The General Services Administration, which last month began its second year operating under an acting administrator, appears beset these days by quarreling internal factions.

"It's like we have a bunch of children who can't play well together now," said a senior GSA official. "Instead of trying to solve problems, it seems that we try to try them in the press."

Dwight A. Ink, who has been acting GSA administrator since Ray A. Kline resigned last month, has tried repeatedly to quell the disputes. At one staff meeting last week, he chastized staffers for "airing dirty laundry" in public, according to participants. Ink said in a subsequent interview that he had never seen "anything like it" in his 30 years in government.

Over the past year, important Reagan administration management initiatives have run into a logjam at the GSA, particularly efforts to sell surplus federal property and to manage federal office space. For example, Earl E. Jones, commissioner of the GSA's Federal Property Resources Service, said last week that agencies have turned over so few properties for the GSA to sell that the GSA is no longer planning to expand its sales staff.

Meanwhile, plans to improve the procurement system and streamline the GSA's field structure have stalled because of the disputes and the uncertainty associated with an acting administrator.

The floundering, in the eyes of some, was epitomized by an order that Kline signed on his final day in office. Associate administrator Charles S. Davis said he interpreted the order as saying that the Federal Protective Service should move ahead on his idea of eliminating 350 of its mid-level supervisors. But Ink says that the memo said only that the recommendation would be studied further.

The rifts within the GSA extend to the public affairs office. Director Patrick H. McKelvey came in at the behest of Jack E. Courtemanche, the White House aide nominated as GSA administrator last year. But Courtemanche's nomination never cleared the Senate.

McKelvey reportedly has lost the confidence of many top GSA officials. Critics say he rarely consults career officials in the public affairs office. They also look askance at his decision to put Mark Quigley, a young, inexperienced political appointee, in charge of press affairs for the GSA's largest division, the Public Buildings Service.

According to aides, Ink has also been miffed by McKelvey's insistence on tape recording agency officials' interviews and then not advising other senior officials when they might want to contribute information.

McKelvey contended that Ink wants him to tape record conversations. But he added that Quigley, in several interviews "did not know that a GSA official was misstating a position or that it needed to be amplified."

Ink apparently was irritated when McKelvey characterized two consultants and a political appointee that Ink had hired as "just old friends not hired through competitive bidding." A senior aide to Ink said: "There are better ways to say it. The men brought aboard have short assignments, seven to 22 days, and the tab is less than $5,000." Ink acknowledged that the men are long-time acquaintances but said they are specialists who were brought on board to help him solve some short-term problems.

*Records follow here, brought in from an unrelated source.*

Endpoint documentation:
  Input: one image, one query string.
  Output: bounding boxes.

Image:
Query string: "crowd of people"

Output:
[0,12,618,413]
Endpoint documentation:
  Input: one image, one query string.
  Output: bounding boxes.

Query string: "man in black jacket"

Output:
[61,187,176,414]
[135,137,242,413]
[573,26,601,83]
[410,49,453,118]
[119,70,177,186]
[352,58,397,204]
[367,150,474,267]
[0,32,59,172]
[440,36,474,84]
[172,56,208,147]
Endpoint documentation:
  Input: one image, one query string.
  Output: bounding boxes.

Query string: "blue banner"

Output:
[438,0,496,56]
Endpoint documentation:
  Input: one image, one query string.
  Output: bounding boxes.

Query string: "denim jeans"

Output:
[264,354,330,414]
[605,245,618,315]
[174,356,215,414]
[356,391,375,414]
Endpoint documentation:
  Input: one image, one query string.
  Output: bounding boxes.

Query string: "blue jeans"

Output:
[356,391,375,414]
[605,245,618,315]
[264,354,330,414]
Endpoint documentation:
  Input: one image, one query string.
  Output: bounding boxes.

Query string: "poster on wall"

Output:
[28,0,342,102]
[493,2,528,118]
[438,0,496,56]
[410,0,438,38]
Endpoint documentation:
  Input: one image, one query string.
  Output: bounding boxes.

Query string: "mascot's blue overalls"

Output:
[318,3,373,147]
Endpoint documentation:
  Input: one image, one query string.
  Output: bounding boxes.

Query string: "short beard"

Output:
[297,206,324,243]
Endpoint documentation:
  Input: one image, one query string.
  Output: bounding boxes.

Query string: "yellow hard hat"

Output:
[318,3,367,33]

Ink's senior aides have urged reporters to rely on the administrator's inner circle rather than the public affairs office for help in interpreting events. "That's something that plagues this agency," McKelvey said. "There are people who are closer to Mr. Ink than I am."

McKelvey said he didn't expect to be "Golden's man," referring to Terence C. Golden, the assistant secretary of Treasury for administration, who has been nominated to be administrator. Golden's nomination is awaiting confirmation hearings before the Senate Governmental Affairs Committee.

"It's hard to say that we think we're floundering," said another of Ink's aides. "But things might work better if we had a full-time, regular administrator."